Paris, enfin.
Les Zadistes y ont quelques boutiques de fringues. Martin m'emmène dans celle qui leur sert de QG national, Montreuil, rue Babeuf, à côté du parc Montreau. Avant d'entrer, je lui fais signe. Il a compris.
J'avais raison : le mouchard est à sa place, planqué dans la chasse d'eau. On se la boucle donc, et la tête de Martin est du même avis que la mienne : il y en a qui manquent cruellement d'imagination...
Au café du coin, je lui détaille le truc, dont il a déjà compris le principe :
– Quand t'as repéré un mouchard, t'as un coup d'avance ; si tu le vires, tu prends un coup de retard. Faut donc aviser et adapter ses propos.
Il assimile vite, le bougre :
– Genre, quand tu veux lancer une opération à Notre Dame des Landes, t'annonces une nouvelle ZAD, dans le Lubéron par exemple, pour qu'ils te lâchent la grappe et déplument le dispositif...
Mais faut pas abuser, ni griller inutilement ses cartouches : ça marche un coup ou deux, jamais plus...
Le lendemain, afin de me libérer une heure ou deux, on éprouve la technique du doublon. Livraison de fringues à Belleville, rue des Rigoles.
Pendant le ballet des cartons, je m'éclipse, look prof de maths. Comme fringues, ils avaient tout ce qu'il me fallait en stock : cartable cuir défoncé, genre bourré de copies à corriger, lunettes cerclées, pantalon de velours, parka bleue à capuche. Coiffé d'une perruque mèches folles, je prends l'air d'un esprit sans cesse préoccupé par d'improbables formules, le mec distrait qui ne sait jamais où il est et qui est toujours en train de chercher son chemin.
Martin et son copain m'attendront, bien devant une caméra, à faire valser des cartons en s'échangeant les bonnets.
Avec mon accoutrement, je peux virevolter sans problème, et suivre scrupuleusement mon plan, qui passe par des ruelles anguleuses autant que possible dépourvues de caméras, et qui m'amène à Bagnolet, 35 rue Sadi Carnot, immeuble Epidendrum, premier étage, porte 103.

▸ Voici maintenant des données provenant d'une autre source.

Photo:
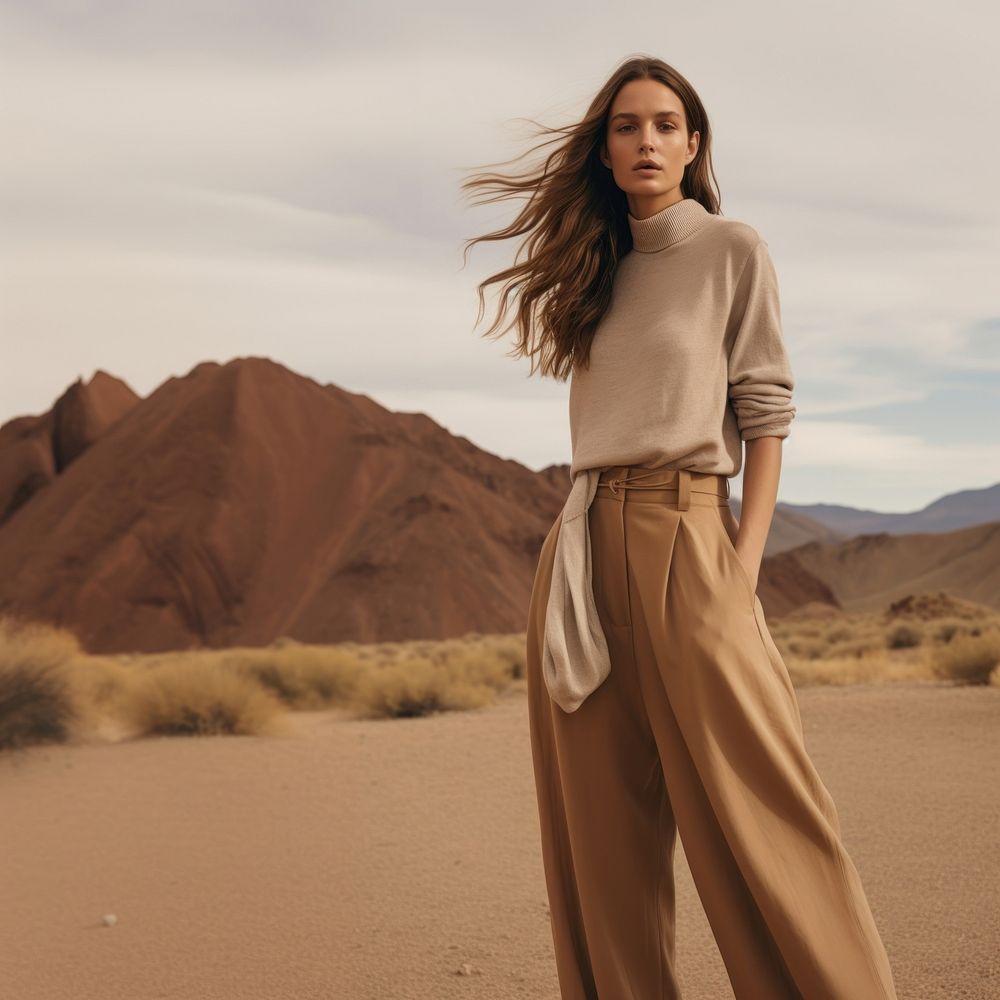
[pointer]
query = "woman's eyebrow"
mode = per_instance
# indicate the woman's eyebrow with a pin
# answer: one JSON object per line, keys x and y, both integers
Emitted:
{"x": 659, "y": 114}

La dernière fois que je suis venu, tenue babouches et djellaba, j'ai fait la connaissance des jumeaux et de leur fameux whisky Port Ellen, à 3600€ la bouteille.
J'en ai les papilles qui frétillent, en même temps que les boyaux qui se tordent. Où qu'ils sont maintenant ? Dans quel état ?
Et Nora, comment qu'elle a fait pour s'échapper ? Sera-t-elle là, à m'attendre, tenue épouse soumise, burqa de rigueur, rien que pour l'anonymat ? Est-elle ailleurs, planquée dans quelque trou à rat ?
La porte n'est pas fermée. Je rentre. Mis à part le Port Ellen, qui trône à demi entamé sur le formica de la cuisine, personne. A votre santé, les frangins, en attendant qu'on vous sorte de là. Une bonne rasade, cul-sec, ça me remue la tripaille, sans me redresser le moral.
Soudain, on frappe à la porte. Une petite vieille, en fichu :
– Amine, mon petit, as-tu besoin de quelque chose ?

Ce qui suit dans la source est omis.